I catch myself doing that a lot after reading for an extended period of time - feeling the thoughts in my head parroting the tone of the author. "I'll go to the bathroom now and then return to my drafty bedroom where the air conditioning is stirring..." and it goes on. Mundane thoughts that are not normally even allowed to be constructed into verbal forms, much less into full sentences, are suddenly canned with the author's voice and laden with italics. Good grief. At least it is slightly entertaining while it lasts. But like all optical illusions, the colors start to fade and my own thought patterns kick out such an intruder.

Nickel and Dimed, meanwhile, is an interesting read (or listen) about Ehrenreich's experimental "old school journalist" exploration into what it is like to try to survive as the U.S.'s working class poor do. While she describes her life as a waitress and then as a Merry Maid trying to make it by (pay rent, eat, not collapse from exhaustion), I become increasingly grateful for what a wonderful job I have. Teaching art for goodness' sake even though I had no previous experience doing this. At a school where all the teachers support each other. The return of my italicized thinking marks how deeply Ehrenreich had me in her grasp. I sat trying to finish up this art project and even started to thank the stars for the 8th grade girls who, although they may seem to plague my time at the school, really are a good group - and much more enjoyable to deal with than having to tackle a kitchen floor on my hands and knees (well, on most days). I've done that before - just once a week for a summer (at a bed and breakfast) - and have no desire to ever trade in the mop and its nice long handle for a rag.

But now that the last resounding Ehrenreich-induced thoughts have petered out of my head (and the fact that it will soon be dawn, not to mention that this blog is getting kind of long), I am going to go seek some sleep.

Saturday, April 08, 2006

Spring Break!

One of the beautiful things about teaching is that I still get those breaks. This past week I've had a glorious time getting up late, working on art, eating junk, and in general bumming around. I'm still working on those batiks and finally (finally!) am done dyeing and ironing out all the wax. So today I'm to the very exciting part of assembling it all together like a puzzle with no rules (no edge pieces, no middle pieces, just pieces that can go anywhere). I'll post a picture when I'm done.

Besides art, I did something this week that I've wanted to do since I got here: I went to the Zoo. And I wasn't disappointed. I saw gorillas and rhinos and ringtailed lemurs for the first time in real life. I got to pet some goats and a donkey named Julie. I heard the loud cry of a peacock (holy cow!) and marveled at the wide face of an orangutan (so cool). Anyways, it capped off my spring break.

Oh - and this week has been sandwiched by trips to the basement! Last Sunday Maria was watching her show when it was interrupted forever by the weatherman, tracking a storm moving in. Pretty soon the sirens around us went off and we all went downstairs. I'm not used to all this tornado stuff so it was kind of fun, in a nothing-actually-happened kind of way.

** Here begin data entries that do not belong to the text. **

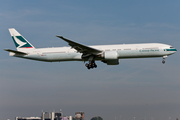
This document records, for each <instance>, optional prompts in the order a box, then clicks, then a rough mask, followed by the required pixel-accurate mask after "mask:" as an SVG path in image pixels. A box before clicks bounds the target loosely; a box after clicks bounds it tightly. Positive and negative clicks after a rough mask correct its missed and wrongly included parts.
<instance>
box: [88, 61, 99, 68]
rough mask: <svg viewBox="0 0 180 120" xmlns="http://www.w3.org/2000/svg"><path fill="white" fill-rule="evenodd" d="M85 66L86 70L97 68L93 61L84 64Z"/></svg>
mask: <svg viewBox="0 0 180 120" xmlns="http://www.w3.org/2000/svg"><path fill="white" fill-rule="evenodd" d="M85 66H86V67H87V69H91V68H92V69H93V68H97V65H96V63H95V61H94V60H93V61H90V62H89V64H88V63H86V64H85Z"/></svg>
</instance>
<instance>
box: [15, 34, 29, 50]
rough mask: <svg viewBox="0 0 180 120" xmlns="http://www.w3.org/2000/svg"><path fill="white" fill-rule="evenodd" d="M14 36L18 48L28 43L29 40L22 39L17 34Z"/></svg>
mask: <svg viewBox="0 0 180 120" xmlns="http://www.w3.org/2000/svg"><path fill="white" fill-rule="evenodd" d="M13 37H14V40H15V42H16V43H17V44H18V46H17V48H20V47H22V46H24V45H25V44H27V42H22V41H20V40H19V39H18V38H17V37H16V36H13Z"/></svg>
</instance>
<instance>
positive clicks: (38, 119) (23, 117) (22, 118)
mask: <svg viewBox="0 0 180 120" xmlns="http://www.w3.org/2000/svg"><path fill="white" fill-rule="evenodd" d="M15 120H72V116H63V113H62V112H42V114H41V117H15Z"/></svg>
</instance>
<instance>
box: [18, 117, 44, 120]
mask: <svg viewBox="0 0 180 120" xmlns="http://www.w3.org/2000/svg"><path fill="white" fill-rule="evenodd" d="M15 120H41V118H40V117H15Z"/></svg>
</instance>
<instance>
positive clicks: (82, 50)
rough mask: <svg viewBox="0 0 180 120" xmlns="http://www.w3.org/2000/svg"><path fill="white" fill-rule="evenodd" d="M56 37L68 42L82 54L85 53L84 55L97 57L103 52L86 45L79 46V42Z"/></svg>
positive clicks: (79, 45)
mask: <svg viewBox="0 0 180 120" xmlns="http://www.w3.org/2000/svg"><path fill="white" fill-rule="evenodd" d="M56 37H59V38H61V39H62V40H64V41H66V42H67V43H68V44H69V45H70V46H71V47H72V48H74V49H76V50H77V51H78V52H80V53H83V55H97V54H99V53H101V52H102V51H101V50H98V49H95V48H91V47H89V46H85V45H82V44H79V43H77V42H74V41H71V40H68V39H66V38H64V37H62V36H56Z"/></svg>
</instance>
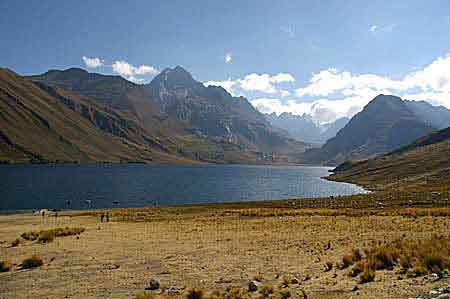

And then yesterday I was sitting on a front stoop watching a thunderstorm move in at the end of a hot day and journaling when all of a sudden marble sized hail started dropping from the sky and the sirens started going off again. So Maria and I (since we were the only ones home) went downstairs to the basement again - but soon came back up despite the fact that the sirens were still going for a bit. So now I've had enough experience with storms and tornado warnings for the fun novelty of it all to rub off. But (as I thought last Sunday while in the basement) at least now I have something to write about for my blog!